Micro-computed tomography, also known as Micro-CT, is the preclinical analogue of clinical CT, providing higher spatial resolution (voxel size <= 100 microns) for imaging small animal models of disease. The growing interest in small animal models and the development of new X-ray detectors stimulated considerable development of dedicated small animal scanners in the 1990s. Now, Micro-CT systems have become highly sophisticated and are an essential part of preclinical imaging centers in both academia and industry. Conventionally, the samples can be analyzed almost without any sample preparation process generally in a non-destructive way [1]. In the poster, Biocytogen present a series of applications for both in vivo and ex vivo imaging.
Schematic illustration showing the basics of Micro-CT.[2]
Figure 1. Evaluation of the anti-tumor efficacy of test articles in aged FVB mice with spontaneous lung tumors. (a) The top image represented spontaneous lung nodules in aged mice which showed the reconstruction images of transverse plane, coronal plane, sagittal plane (the lung was displayed in green). The image at bottom left represented 3D generated by software of “Simpleware" (Bone was marked in red and the tumor was marked in blue). The 3D image at bottom right represented pulmonary tumor (in red). (b, c) Percentage change from baseline after antibody treatment in single-arm study in FVB mice with spontaneous tumor. (n=10/8 per group)

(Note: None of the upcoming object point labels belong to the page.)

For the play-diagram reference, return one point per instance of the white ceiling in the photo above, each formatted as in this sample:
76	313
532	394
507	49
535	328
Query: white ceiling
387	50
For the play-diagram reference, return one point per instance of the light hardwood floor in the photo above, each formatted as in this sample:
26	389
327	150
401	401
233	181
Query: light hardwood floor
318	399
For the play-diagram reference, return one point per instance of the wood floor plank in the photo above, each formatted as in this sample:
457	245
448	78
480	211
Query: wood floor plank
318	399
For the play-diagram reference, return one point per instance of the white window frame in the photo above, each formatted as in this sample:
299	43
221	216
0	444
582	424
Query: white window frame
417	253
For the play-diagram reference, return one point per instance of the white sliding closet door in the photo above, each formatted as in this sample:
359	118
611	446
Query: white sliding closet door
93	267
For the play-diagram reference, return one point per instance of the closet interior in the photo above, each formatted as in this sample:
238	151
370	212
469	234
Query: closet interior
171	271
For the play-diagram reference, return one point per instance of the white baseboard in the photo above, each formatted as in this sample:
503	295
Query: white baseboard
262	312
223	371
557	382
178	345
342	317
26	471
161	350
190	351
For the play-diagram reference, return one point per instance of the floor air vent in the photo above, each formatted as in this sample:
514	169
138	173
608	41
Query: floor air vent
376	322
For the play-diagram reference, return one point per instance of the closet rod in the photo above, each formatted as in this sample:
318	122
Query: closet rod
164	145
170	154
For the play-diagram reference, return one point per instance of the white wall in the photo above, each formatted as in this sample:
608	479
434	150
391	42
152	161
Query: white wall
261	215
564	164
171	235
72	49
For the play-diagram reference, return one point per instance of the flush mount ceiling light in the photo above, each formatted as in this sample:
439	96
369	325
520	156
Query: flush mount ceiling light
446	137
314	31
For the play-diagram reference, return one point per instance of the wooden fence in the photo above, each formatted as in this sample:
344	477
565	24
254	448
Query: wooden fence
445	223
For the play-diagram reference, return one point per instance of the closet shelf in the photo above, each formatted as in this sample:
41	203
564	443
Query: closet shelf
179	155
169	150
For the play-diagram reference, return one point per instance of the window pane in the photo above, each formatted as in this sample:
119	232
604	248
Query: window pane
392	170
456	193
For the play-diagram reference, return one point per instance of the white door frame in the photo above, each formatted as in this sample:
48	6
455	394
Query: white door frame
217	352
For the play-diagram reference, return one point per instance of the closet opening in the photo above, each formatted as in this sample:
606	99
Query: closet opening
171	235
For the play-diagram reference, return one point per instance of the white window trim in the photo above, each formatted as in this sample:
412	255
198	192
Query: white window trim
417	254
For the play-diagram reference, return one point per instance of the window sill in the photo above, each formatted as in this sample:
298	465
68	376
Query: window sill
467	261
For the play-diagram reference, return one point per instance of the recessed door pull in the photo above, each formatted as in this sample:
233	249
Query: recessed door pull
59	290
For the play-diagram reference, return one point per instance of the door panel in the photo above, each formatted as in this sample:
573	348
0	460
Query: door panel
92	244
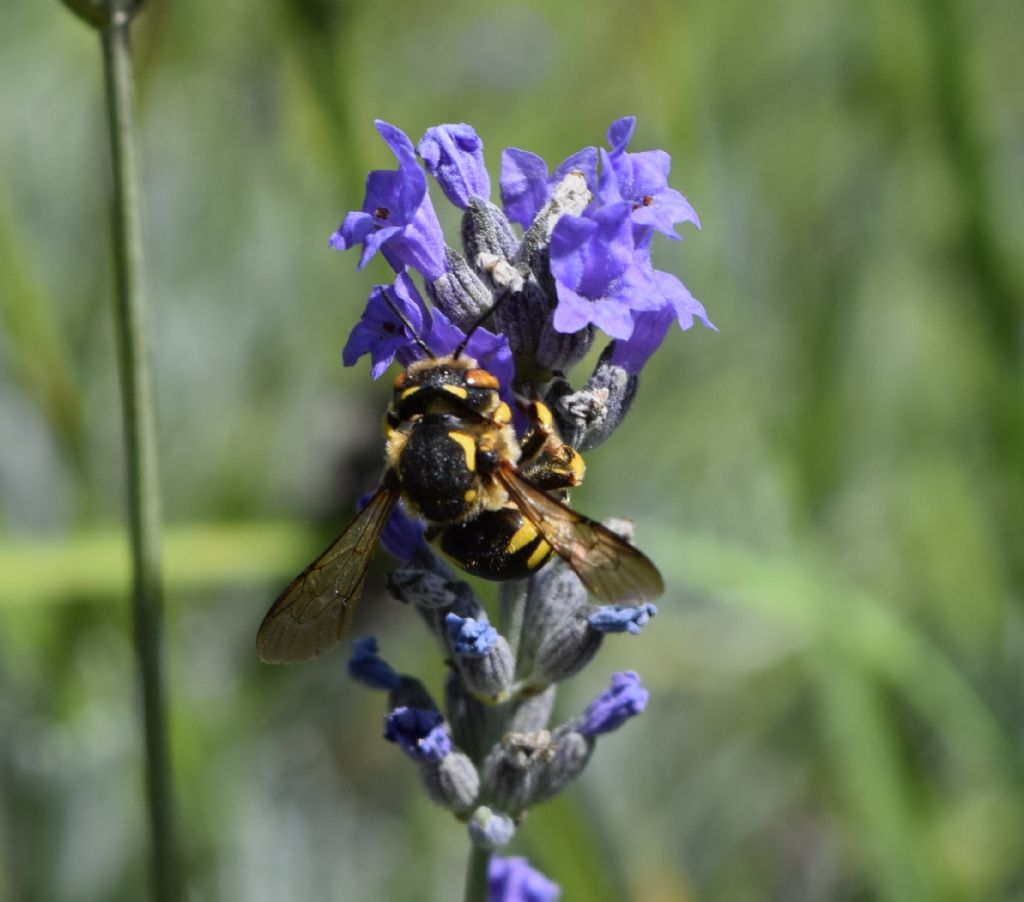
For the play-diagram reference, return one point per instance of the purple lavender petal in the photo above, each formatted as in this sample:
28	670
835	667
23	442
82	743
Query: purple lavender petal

Figure 2. Detection of hepatic tumors in situ-inoculated mice and induced liver tumor in STAM model by Micro-CT. (a) Micro-CT image and tumor growth curve (b) of orthotopic model of B-luc Hep 3B plus in B-NDG hIL15 mice. Scanning was taken 14 days after inoculation. (c) Micro-CT image of liver tumor of C57BL/6 mice in Streptozotocin (STZ) and high-fat diet induced STAM model. (d) Maximum length of tumor in STAM model. Data recorded from 20 weeks after induction.
Figure 3. Fat segmentation and 3D reconstruction of fat in obese mice and wild mice by Micro-CT. (a) Visceral fat and subcutaneous fat were marked in red and green, respectively. The reconstruction map showed that there was a large amount of fat in the viscera and subcutaneous of High fat diet (HFD) induced obese mouse, and almost no obvious fat accumulation in standard diet (STD) mouse. (b) Total adipose tissue/body weight (TAT%), subcutaneous adipose tissue/body weight (SAT%), visceral adipose tissue /body weight (VAT%) of HFD group and STD group.
Figure 4. Quantitative diagnosis of fatty liver by Micro-CT. (a)The liver region of interest reconstructed by Micro-CT. (b) Standard for quantitative diagnosis of fatty by Micro-CT. (c) Analysis results for region of interest of the obese mice liver by software (Avatar3). (d) Average CT value of mice liver after high fat diet (HFD) and standard diet (SD) for 25 weeks.
Figure 5. Femur analysis in ovariectomy induced osteoporosis model ex vivo. C57BL/6 mice received ovariectomy on day 0. Six weeks after operation, femurs were harvested and analyzed by Micro-CT ex vivo. (a) 3D reconstruction images of sham operation group (sham) and operation group (OVX). (b) Trabecular bone and cortical bone area of femur. (c) Statistics of trabecular bone, cortical bone structural and density parameters of femurs in Sham and OVX treated group. In conclusion,the osteoporosis model was successfully established in C57BL/6 mice.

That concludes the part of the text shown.